When I got my first paycheck after college, I was so excited about all the stuff I could finally afford to buy. I was living at home with my parents at the time, so my expenses were low and my shopping wish list was long. Then my dad asked me if I had set up my 401(k), or thought about other investment accounts like an IRA or a brokerage fund.
My head began to spin: I barely made enough money after taxes and paying for insurance to save up to move out. Now I was supposed to put more of my income into an account I couldn't touch? And even risk losing some of it in the stock market?
Now, I understand how important (and smart!) it is to start investing for long-term goals like retirement from your first payday. That's because of compound interest—when your interest earns interest, a hundred dollars can grow into thousands over time. So if you put $5,000 in an account with an interest rate of seven percent and contribute $200 a month, after 30 years you'll have a little over $280,000.
If you're not already investing, now's the time to begin! Here are four steps to getting started:
1. Know why you’re investing
Are you looking to start saving for retirement, or grow a nest egg to buy a house down the road? The answer to this question will help determine what account to open. If you're thinking about retirement (my advice: always think about retirement), you should open a 401(k) and IRA. A 401(k) is set up by your employer and pre-tax, meaning you won't be taxed on this money until you withdraw it. Some companies even match your contributions.
A traditional IRA is also tax-deferred, but you don't need an employer to set up this account for you. If you earn less than $118,000 individually, or $186,000 as a married couple filing jointly, you can open a Roth IRA. Unlike a traditional IRA, this account taxes the money you contribute, but when you withdraw it for retirement, what you see in your account is what you get. The caveat: You can only invest $5,500 a year. Since these accounts are created for retirement savings, you'll face a fine if you withdraw money before you're 59 years old.
If you're already investing for retirement and looking to grow your money for a short-term goal, something you want in a few years, like buying a house or travel, consider opening a brokerage account. This is an investment you can access at any time. You can work with a broker to help you invest, or take a DIY approach to make some investments on your own.
2. Decide what to invest in
No matter what account you choose to open, you'll need to know how to actually invest your money. First, consider how involved you want to be in your investments. Look at investments like a restaurant menu: If you like to create your own meal and order à la carte, then invest in individual stocks. The key is to buy low and sell high, but once you invest in a stock, give it time to grow and dip over a few years.
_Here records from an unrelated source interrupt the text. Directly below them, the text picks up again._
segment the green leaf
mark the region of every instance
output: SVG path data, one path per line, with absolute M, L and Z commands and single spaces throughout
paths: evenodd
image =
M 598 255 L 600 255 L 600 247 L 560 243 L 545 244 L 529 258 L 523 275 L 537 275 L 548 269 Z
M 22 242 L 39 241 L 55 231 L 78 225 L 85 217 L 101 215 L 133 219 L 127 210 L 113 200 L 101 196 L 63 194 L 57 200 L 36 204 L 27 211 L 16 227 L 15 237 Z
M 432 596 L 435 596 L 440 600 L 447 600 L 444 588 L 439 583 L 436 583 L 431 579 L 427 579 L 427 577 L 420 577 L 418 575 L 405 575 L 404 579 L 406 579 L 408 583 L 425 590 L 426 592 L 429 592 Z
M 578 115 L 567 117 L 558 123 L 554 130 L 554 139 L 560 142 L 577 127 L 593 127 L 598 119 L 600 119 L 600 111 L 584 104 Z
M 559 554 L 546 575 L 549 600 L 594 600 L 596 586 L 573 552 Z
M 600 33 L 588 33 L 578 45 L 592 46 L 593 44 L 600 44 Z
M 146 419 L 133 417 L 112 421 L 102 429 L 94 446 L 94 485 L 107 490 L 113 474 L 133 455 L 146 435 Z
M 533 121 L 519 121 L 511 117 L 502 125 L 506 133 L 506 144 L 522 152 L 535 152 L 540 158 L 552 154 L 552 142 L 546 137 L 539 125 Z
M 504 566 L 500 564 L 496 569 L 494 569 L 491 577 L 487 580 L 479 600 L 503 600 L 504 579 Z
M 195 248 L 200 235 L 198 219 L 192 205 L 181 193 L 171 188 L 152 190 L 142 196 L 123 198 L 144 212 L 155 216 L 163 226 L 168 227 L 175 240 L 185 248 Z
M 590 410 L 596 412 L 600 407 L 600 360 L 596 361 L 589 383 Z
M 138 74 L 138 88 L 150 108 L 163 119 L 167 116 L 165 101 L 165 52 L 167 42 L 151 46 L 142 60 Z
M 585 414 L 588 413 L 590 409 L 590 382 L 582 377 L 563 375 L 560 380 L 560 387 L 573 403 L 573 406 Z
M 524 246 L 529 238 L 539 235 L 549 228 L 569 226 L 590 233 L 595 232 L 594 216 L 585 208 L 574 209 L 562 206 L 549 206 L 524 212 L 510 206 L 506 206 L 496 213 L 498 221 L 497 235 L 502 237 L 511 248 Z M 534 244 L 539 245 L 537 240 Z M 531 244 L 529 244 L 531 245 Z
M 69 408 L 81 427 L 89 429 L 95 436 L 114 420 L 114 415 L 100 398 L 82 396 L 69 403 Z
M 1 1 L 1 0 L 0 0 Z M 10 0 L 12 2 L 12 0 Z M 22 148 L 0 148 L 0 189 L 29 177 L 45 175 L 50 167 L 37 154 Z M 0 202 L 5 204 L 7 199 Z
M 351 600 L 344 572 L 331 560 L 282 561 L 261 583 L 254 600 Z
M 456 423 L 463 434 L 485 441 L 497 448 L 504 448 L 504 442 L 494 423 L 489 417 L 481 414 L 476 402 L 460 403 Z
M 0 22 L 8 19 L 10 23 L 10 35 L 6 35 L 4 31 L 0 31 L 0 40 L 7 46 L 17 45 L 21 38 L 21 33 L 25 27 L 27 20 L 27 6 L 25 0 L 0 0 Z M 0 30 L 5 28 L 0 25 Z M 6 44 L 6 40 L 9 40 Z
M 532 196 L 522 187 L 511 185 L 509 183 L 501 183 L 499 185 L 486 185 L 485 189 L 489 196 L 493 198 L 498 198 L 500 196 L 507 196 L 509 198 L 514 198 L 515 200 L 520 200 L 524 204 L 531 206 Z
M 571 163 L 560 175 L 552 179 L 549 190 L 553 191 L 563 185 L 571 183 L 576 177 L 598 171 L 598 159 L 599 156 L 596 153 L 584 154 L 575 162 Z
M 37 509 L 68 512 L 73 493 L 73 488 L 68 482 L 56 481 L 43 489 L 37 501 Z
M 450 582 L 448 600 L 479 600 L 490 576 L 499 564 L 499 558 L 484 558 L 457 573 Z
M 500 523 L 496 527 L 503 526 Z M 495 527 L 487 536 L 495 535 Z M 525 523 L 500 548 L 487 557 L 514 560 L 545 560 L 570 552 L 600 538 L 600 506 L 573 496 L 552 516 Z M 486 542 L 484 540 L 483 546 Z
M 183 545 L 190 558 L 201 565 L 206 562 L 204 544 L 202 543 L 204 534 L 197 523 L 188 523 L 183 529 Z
Not every IPO will reach Amazon heights.
An index fund is more like the chef's tasting menu. If you're not sure which individual stocks to invest in, an index fund offers a cross section of a specific part of the market, like the S&P 500. This fund gives you a taste of 500 of America's largest stocks. "Instead of buying each of these stocks individually, you can use a brokerage firm to invest in an index fund," financial guide Nicole Lapin tells Redbook. "Buying a share of an index fund gives you exposure to a sector of the market."
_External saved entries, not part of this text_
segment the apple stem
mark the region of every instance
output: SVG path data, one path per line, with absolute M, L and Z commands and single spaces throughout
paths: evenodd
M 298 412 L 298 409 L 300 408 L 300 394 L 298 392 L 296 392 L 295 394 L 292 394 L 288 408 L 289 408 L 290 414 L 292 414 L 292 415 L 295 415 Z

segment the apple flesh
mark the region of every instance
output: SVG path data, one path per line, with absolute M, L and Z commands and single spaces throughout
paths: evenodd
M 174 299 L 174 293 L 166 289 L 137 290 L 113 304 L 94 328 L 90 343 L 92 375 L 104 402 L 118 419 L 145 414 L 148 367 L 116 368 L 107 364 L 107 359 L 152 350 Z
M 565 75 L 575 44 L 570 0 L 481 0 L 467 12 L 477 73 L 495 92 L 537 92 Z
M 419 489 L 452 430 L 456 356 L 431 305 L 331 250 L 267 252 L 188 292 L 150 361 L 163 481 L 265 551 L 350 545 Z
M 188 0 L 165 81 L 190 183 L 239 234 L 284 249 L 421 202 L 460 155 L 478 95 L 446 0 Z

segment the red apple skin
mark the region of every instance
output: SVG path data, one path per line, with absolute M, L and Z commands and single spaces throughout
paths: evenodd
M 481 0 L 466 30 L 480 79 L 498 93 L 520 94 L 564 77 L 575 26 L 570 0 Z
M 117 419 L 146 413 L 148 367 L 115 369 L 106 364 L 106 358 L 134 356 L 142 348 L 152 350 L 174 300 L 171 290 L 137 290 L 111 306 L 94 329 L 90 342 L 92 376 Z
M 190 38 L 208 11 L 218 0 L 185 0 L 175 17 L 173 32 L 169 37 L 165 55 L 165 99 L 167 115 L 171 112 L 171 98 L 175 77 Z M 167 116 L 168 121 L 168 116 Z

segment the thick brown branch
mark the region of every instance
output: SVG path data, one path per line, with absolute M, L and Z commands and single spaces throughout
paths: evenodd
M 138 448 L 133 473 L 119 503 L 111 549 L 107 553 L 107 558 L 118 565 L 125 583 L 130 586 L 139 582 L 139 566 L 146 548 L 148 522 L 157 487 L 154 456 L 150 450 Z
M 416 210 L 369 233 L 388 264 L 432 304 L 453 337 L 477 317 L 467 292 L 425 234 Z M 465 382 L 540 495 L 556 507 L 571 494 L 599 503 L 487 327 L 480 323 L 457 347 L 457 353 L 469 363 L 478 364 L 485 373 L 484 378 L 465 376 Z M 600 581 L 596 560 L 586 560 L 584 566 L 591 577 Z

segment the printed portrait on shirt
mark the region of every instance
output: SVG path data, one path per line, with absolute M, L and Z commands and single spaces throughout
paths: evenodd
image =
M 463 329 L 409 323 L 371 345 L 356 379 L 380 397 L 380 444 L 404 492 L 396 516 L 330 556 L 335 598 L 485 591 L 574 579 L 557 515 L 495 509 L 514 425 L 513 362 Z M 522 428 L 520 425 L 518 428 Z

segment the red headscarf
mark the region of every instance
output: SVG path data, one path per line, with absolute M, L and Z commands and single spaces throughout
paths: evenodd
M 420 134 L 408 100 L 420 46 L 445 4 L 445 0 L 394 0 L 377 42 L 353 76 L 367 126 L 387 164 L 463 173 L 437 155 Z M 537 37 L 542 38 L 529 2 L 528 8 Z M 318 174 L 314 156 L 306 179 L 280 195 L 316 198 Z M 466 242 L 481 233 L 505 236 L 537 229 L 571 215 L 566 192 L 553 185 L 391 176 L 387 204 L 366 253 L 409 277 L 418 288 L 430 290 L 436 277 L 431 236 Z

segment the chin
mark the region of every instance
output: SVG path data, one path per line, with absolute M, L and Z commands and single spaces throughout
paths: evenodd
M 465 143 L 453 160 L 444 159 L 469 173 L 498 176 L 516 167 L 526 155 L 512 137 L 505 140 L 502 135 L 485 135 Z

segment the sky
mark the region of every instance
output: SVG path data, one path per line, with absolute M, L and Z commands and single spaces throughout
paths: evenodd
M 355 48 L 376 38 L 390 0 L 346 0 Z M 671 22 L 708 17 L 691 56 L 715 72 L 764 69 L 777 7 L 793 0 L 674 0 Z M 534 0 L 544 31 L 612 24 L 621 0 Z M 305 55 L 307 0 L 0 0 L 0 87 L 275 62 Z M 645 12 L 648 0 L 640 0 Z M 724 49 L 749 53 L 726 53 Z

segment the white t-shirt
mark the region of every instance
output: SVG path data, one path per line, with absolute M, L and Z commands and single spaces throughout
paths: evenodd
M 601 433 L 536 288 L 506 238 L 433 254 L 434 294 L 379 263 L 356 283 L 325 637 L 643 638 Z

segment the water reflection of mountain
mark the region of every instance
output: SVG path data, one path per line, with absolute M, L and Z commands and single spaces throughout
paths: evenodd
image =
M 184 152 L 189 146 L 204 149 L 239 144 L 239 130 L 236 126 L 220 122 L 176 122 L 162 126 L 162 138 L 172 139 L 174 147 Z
Some index funds are mutual funds, which are operated by money managers, who shuffle assets to try for the biggest profits, Lapin says. Others are exchange-traded funds (ETFs) that can be D.I.Y. and traded like stocks.
3. Diversify your portfolio
Savvy investors know this step is key. A diverse portfolio is an investment account with money spread out between various stocks, funds, and bonds. This way you don't have all your eggs (read: money) in one basket. Think about it: If all of your money is invested in Tesla and its stock crashes right when you need to cash out, you can kiss your retirement savings goodbye. But if you have money in various funds and one of these investments fail, the others act as safeguards. You might not have as much money as you'd have hoped for, but something is far better than nothing.
4. Manage your Accounts
The final thing to consider is what firm you want to invest with. If you go the traditional route, investing with a firm like Vanguard or Fidelity, you'll need around $3,000 to open an account. These firms let you buy, sell, and monitor your investments on your own or connect you with an advisor who can set up your accounts for you. If you want to start smaller, online firms like Wealthfront and Betterment have low or no minimum investment. These firms use algorithms to help you allocate your investments so you make the most money.
Want to start even smaller? Sign up for Acorns, an app that lets you invest your spare change. You connect your credit card, and after every purchase Acorns rounds up to the nearest dollar and invests the difference into recommended stocks and bonds. If you're still hesitant to start investing, financial planners and brokers can help you navigate your investment options for a fee. Just make sure yours is registered through the National Association of Personal Financial Advisors or the Financial Industry Regulatory Authority's Broker Check database.
Now that I'm investing, I track all of my accounts with Mint, and I really do see my money grow from year to year. It's important to monitor your investments—I check mine once a month to make sure I'm still happy with the ETFs I chose—but don't drive yourself crazy if a stock or fund has a bad day. Remember: You're in this for the long-term gain, not quick cash.